Poultry company continues assault on free expression in Thailand
(Bangkok, August 5, 2019) – Thai authorities should immediately drop defamation complaints brought by poultry company Thammakaset Company Limited against Ngamsuk Ruttanasatian, a woman human rights defender and lecturer at Mahidol University’s Institute of Human Rights and Peace Studies (IHRP), Fortify Rights said today.
Today, Bangkok Criminal Court is scheduled to hold a second preliminary hearing to consider whether there is merit to pursue a criminal case against Ngamsuk in relation to a Facebook post about Thammakaset’s criminal defamation charges against other human rights defenders in Thailand.
“These cases are an assault on freedom of expression in Thailand. It’s regrettable that Thai authorities continue to allow a business to use the courts to target human rights defenders with spurious lawsuits,” said Amy Smith, Executive Director of Fortify Rights. “These cases are intended to instill fear, drain money and time, and cause unnecessary emotional harm.”
Ngamsuk is accused of defaming Thammakaset by sharing a Fortify Rights news release on IHRP’s Facebook page on March 12, 2019. The news release relates to another criminal defamation lawsuit filed by Thammakaset against human rights defenders Nan Win and Sutharee Wannasiri, who continue to face similar charges for promoting labor rights and free speech in Thailand. The news release includes a link to a video published by Fortify Rights about earlier criminal defamation charges brought by Thammakaset against 14 migrant workers. Thammakaset claims the video includes defamatory information.
In 2016, 14 former Thammakaset employees reported allegations of labor rights abuses by the company to the Thai labor department and the National Human Rights Commission of Thailand (NHRC-T). In response to the complaint to the the NHRC-T, Thammakaset filed criminal defamation charges against the 14 former employees. In July 2018, the Don Mueang Sub-District Court dismissed the criminal defamation complaint, and in January 2019, the Supreme Court of Thailand ordered Thammakaset to pay 1.7 million Thai Baht (US$52,925) in compensation to the 14 former employees for violations of Thailand’s Labor Protection Act.
Thammakaset filed a complaint against Ngamsuk under Article 326 and 328 of the Thailand Criminal Code, which carries a sentence of up to two years in prison and up to 200,000 Thai Baht (US$6,500) in fines.
According to the preliminary hearing procedure, the Thammakaset’s legal team will present evidence and testify for the court to consider if there are reasonable grounds to pursue a criminal trial. On July 1, the Thammakaset’s legal team and Ngamsuk’s legal team examined and cross-examined Thammakaset representative Mr. Chanchai Permphol, respectively. Today, the cross-examination is scheduled to continue, followed by a re-examination before the court decides whether to pursue defamation charges.

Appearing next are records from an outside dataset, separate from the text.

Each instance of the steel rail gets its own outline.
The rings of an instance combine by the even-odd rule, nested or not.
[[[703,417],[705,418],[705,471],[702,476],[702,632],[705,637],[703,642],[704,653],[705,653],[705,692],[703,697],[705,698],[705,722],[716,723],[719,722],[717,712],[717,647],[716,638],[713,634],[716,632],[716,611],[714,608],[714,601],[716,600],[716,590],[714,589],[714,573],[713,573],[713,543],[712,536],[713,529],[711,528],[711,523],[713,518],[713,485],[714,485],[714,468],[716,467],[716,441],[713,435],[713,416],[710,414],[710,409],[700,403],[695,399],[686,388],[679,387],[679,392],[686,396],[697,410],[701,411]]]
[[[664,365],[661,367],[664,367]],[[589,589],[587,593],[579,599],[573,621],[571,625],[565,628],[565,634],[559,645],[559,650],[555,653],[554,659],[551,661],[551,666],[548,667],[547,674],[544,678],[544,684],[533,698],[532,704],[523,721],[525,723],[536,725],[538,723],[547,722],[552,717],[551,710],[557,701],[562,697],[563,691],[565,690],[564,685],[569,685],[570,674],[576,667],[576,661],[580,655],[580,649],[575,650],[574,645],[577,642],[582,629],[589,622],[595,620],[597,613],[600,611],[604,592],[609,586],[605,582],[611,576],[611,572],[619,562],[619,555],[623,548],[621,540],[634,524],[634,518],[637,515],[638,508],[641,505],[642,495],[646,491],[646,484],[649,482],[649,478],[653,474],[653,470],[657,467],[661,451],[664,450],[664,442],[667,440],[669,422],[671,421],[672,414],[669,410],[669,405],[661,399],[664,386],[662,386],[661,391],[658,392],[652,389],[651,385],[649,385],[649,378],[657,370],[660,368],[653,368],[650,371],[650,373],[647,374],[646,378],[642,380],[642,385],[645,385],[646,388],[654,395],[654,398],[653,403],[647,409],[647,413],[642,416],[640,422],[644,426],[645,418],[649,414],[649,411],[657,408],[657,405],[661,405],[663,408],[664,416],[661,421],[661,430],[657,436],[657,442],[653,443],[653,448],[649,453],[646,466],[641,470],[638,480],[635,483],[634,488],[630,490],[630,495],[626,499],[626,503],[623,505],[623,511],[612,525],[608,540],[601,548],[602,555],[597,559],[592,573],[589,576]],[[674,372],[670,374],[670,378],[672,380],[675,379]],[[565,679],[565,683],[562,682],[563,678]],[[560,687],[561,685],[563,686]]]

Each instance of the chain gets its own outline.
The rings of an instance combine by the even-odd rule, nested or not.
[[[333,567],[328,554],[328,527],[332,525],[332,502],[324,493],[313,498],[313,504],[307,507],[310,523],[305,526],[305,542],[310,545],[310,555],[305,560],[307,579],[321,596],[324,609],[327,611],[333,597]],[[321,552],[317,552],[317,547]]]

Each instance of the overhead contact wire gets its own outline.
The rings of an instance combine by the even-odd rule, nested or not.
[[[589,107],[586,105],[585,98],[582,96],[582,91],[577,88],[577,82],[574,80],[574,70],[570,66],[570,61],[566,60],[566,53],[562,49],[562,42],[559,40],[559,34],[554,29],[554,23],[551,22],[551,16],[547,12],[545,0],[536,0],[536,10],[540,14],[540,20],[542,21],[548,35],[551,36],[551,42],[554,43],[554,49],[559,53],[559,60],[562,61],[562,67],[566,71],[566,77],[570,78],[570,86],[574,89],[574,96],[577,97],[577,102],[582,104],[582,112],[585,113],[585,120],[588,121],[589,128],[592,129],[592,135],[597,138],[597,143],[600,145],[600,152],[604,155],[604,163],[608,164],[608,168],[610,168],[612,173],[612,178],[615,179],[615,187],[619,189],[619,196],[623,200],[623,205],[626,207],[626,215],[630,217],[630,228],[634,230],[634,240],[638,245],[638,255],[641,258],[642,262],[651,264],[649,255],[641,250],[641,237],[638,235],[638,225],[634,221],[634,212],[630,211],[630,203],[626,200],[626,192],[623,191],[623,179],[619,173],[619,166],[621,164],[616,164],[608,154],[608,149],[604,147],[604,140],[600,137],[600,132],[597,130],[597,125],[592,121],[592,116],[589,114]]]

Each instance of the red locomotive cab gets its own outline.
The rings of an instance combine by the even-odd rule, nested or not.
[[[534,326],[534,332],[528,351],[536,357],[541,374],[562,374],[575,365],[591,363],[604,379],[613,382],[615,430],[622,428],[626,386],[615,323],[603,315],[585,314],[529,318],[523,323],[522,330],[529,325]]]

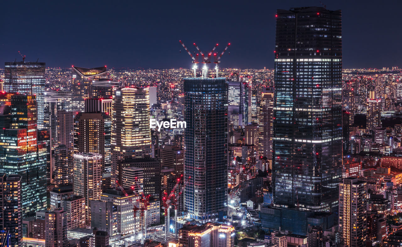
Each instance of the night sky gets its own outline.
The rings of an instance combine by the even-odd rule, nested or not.
[[[402,67],[402,1],[322,0],[342,10],[344,68]],[[276,9],[318,0],[3,1],[0,63],[49,67],[190,67],[216,43],[225,67],[272,68]],[[181,52],[179,51],[181,50]]]

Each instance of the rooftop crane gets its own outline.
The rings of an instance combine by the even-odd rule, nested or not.
[[[21,55],[21,57],[22,57],[22,58],[23,58],[23,62],[25,62],[25,56],[24,56],[24,55],[23,55],[22,54],[21,54],[21,53],[19,51],[18,51],[18,53],[19,53],[20,54],[20,55]]]
[[[119,186],[119,188],[121,190],[121,191],[123,191],[123,193],[124,194],[124,195],[125,196],[128,196],[128,194],[127,193],[126,193],[125,190],[123,188],[123,187],[122,187],[121,185],[120,185],[120,184],[119,183],[119,180],[116,180],[116,183],[117,184],[117,185]]]
[[[226,51],[226,50],[228,49],[228,48],[229,48],[230,45],[230,43],[228,44],[228,45],[227,45],[226,47],[225,47],[225,49],[224,49],[223,51],[222,51],[222,53],[221,53],[221,55],[219,55],[219,57],[216,57],[216,55],[217,55],[216,53],[214,53],[213,54],[214,57],[215,58],[215,61],[214,62],[214,63],[215,65],[215,70],[216,71],[217,78],[218,77],[218,64],[221,62],[220,61],[221,58],[222,57],[222,56],[224,55],[224,53],[225,53],[225,52]]]
[[[169,232],[169,221],[170,221],[170,211],[169,210],[169,207],[170,206],[170,198],[174,194],[174,191],[177,188],[177,186],[178,186],[178,184],[180,183],[180,181],[181,180],[180,178],[183,176],[183,175],[182,175],[180,176],[180,178],[177,178],[176,183],[174,184],[173,188],[170,191],[170,193],[169,194],[169,195],[167,196],[164,196],[162,198],[163,203],[162,208],[165,210],[165,241],[167,241],[168,233]]]
[[[194,65],[193,66],[193,70],[194,71],[194,77],[196,77],[197,75],[196,72],[197,69],[197,64],[199,63],[198,54],[197,54],[197,55],[196,55],[196,57],[194,57],[194,56],[193,55],[193,54],[191,54],[191,53],[190,52],[190,51],[189,51],[189,49],[187,49],[187,47],[186,47],[186,46],[184,45],[184,44],[183,44],[183,43],[181,42],[181,40],[179,40],[178,41],[180,42],[180,43],[181,44],[181,45],[182,46],[183,46],[183,47],[184,48],[184,49],[187,52],[187,53],[189,53],[189,55],[190,55],[190,56],[191,57],[191,59],[193,59],[193,63],[194,64]]]
[[[175,237],[176,239],[177,239],[177,221],[178,221],[178,217],[177,217],[177,200],[178,198],[180,197],[180,195],[183,193],[183,192],[184,191],[184,189],[186,188],[186,186],[187,185],[187,184],[188,183],[189,180],[190,180],[191,178],[191,177],[189,177],[184,181],[184,182],[183,183],[183,186],[181,187],[180,192],[177,194],[177,196],[174,196],[173,199],[172,200],[172,204],[174,206],[174,234],[176,235]]]
[[[141,218],[142,221],[142,234],[141,235],[141,244],[144,244],[144,240],[147,238],[147,214],[148,213],[148,206],[150,205],[149,199],[150,195],[147,196],[144,195],[140,199],[140,201],[142,203],[141,207],[139,209],[141,210]]]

At the beginning of the first preliminary hearing on July 1, the Community Resource Centre Foundation (CRC)—the legal team representing Ngamsuk—encouraged the court to consider Articles 161/1 of the Criminal Procedure Code, which were incorporated into Thai law in December 2018 in order to prevent such lawsuits, known as SLAPP suits or Strategic Litigation Against Public Participation. The court has not yet considered these articles in the current proceeding against Ngamsuk.
“Thai authorities are aware of SLAPP lawsuits and amended the law accordingly to prevent these very cases,” said Amy Smith. “We expect the court to observe the law and dismiss this case completely.”
Since 2016, Thammakaset has lodged at least 17 criminal and civil complaints against workers, activists, journalists, and academics. On July 18, the Lopburi Provincial Court decided to proceed with a similar case brought by Thammakaset against a TV reporter. On July 30, the Lopburi Provincial Court dismissed the appeal lodged by Thammakaset, which alleged the workers stole their time cards.
Thailand should act to ensure all persons can freely exercise their rights without fear of reprisals, including harassment through spurious legal complaints or SLAPP lawsuits. The complaints brought by Thammakaset appear to be designed to intimidate human rights defenders and constitute an unnecessary and disproportionate interference in the rights to freedom of expression and access to information. Thailand is a party of the International Covenant on Civil and Political Rights, in which Article 19 protects the right to freedom of expression.
“Human rights defenders like Ngamsuk work to improve society and protect the basic rights of everyone, but now she’s facing a violation of her own rights,” said Amy Smith. “Thai authorities should protect human rights defenders and end judicial harassment to strengthen Thai society.”